Barbie Bramblett
- Full name: Barbara Christine Bramblett
- Country (sports): United States
- Born: September 14, 1964 (age 60)
- Plays: Right-handed
- Prize money: $39,649

Singles
- Career record: 8–13

Grand Slam singles results
- French Open: 1R (1983, 1984)
- Wimbledon: 1R (1983, 1984)
- US Open: 1R (1982, 1983, 1984)

Doubles

Grand Slam doubles results
- French Open: 1R (1982, 1983, 1984)
- US Open: 1R (1982)

Grand Slam mixed doubles results
- French Open: 1R (1983)

= Barbie Bramblett =

American tennis player (born 1964)

Barbara Christine Bramblett (born September 14, 1964) is an American former professional tennis player.

==Tennis career==
Bramblett, a right-handed player from Houston, was an Orange Bowl champion in 1980 and competed on the professional tour from 1982 to 1985. She made several main draw appearances in grand slam tournaments, without registering a win.
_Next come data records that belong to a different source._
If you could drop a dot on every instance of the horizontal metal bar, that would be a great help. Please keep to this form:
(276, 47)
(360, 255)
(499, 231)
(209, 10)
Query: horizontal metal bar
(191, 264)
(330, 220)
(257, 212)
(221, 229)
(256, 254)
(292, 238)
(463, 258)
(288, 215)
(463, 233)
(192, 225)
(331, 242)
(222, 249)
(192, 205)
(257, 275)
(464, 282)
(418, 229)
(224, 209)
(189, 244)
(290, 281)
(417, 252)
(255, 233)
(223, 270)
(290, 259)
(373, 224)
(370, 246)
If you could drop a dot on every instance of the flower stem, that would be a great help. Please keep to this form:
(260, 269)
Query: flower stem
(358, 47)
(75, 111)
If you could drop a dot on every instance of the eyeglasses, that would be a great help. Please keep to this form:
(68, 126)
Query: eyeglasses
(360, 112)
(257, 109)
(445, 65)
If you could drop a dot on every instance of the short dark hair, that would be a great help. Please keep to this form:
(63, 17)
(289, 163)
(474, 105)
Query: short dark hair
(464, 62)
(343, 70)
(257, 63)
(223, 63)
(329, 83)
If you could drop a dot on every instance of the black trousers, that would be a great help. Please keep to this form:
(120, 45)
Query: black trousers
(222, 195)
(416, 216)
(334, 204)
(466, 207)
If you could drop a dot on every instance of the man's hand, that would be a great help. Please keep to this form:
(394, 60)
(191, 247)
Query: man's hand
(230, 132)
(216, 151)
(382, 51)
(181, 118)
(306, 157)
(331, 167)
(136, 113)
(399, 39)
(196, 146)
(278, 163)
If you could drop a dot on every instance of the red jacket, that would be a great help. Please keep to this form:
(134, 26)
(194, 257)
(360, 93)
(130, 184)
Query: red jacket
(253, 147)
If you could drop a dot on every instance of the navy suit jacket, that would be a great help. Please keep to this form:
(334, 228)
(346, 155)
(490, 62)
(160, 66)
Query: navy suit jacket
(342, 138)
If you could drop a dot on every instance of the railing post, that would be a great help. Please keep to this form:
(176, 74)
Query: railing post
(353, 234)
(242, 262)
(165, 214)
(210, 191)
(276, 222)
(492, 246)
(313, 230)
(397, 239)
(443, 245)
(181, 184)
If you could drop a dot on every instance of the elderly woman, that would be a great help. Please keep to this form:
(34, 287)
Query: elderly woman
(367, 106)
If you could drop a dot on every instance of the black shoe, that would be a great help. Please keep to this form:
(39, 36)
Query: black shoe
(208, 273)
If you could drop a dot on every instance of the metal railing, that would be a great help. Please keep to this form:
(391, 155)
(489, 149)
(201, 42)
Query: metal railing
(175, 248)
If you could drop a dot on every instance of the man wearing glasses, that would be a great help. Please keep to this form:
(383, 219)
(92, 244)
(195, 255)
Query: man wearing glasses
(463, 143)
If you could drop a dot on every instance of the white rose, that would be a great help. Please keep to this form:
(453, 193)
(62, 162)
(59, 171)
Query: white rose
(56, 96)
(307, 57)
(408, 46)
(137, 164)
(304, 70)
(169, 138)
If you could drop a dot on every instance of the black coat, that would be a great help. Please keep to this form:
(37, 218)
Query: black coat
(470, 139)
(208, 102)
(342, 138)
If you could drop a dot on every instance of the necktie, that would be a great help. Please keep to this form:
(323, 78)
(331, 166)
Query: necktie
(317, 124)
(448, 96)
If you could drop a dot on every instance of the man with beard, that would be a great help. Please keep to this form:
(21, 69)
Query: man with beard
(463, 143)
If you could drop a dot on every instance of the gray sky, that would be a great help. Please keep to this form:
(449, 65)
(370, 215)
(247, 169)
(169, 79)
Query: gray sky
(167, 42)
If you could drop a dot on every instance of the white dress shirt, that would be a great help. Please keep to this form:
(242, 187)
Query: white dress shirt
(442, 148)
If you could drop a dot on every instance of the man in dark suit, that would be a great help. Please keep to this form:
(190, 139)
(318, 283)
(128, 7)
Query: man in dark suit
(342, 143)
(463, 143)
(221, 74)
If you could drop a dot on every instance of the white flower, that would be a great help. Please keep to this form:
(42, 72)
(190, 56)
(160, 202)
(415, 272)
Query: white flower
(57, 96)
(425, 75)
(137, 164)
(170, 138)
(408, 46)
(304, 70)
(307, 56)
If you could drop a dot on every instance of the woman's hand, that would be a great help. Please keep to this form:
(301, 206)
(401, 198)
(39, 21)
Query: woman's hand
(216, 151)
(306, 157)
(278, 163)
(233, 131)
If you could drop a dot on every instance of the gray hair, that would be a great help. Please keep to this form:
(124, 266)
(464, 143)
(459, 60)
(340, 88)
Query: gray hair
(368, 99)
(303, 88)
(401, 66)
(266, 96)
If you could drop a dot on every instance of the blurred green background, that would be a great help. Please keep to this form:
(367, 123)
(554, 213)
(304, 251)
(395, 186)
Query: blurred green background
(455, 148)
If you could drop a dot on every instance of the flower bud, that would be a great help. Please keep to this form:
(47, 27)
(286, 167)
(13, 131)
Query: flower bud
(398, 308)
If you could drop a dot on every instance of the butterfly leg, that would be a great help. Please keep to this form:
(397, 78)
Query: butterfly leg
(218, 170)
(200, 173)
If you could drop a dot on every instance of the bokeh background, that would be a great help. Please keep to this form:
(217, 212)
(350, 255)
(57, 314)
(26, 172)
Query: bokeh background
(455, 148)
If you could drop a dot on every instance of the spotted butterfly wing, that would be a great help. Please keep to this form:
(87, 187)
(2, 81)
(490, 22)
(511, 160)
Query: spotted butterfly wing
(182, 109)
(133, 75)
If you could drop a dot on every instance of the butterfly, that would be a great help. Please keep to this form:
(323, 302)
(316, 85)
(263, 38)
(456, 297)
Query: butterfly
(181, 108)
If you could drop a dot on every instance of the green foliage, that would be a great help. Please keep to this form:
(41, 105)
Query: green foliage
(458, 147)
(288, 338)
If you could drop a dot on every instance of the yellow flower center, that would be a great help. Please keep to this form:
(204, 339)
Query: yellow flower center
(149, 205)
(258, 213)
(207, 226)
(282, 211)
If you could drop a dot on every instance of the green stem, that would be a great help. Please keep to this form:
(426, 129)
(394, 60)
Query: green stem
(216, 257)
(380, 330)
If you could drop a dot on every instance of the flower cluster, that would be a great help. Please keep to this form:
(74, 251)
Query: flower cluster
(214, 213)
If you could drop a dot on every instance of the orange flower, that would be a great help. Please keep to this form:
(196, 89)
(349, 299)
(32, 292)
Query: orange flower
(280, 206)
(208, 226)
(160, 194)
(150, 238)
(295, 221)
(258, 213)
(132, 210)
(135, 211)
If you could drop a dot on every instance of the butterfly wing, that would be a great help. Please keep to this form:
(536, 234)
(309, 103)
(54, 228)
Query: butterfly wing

In WTA tournaments she twice reached quarter-finals, at Tokyo in 1982 and the 1984 Miami Classic.

===Comebacks===
Her career is perhaps best remembered for two matches she played in 1983, where she saved a combined 38 match points. At the 1983 US Open she trailed Ann Hulbert during the qualifiers 0–6, 0–5 and 0–40, before saving 18 match points to claim the second set 7–5, then the third 6–3.

Bramblett had made a near identical comeback earlier in the year while trying to qualify for the Virginia Slims of Nashville, saving 20 match points to comeback from 1–6, 0–5 against Kathy Holton, not dropping a further game.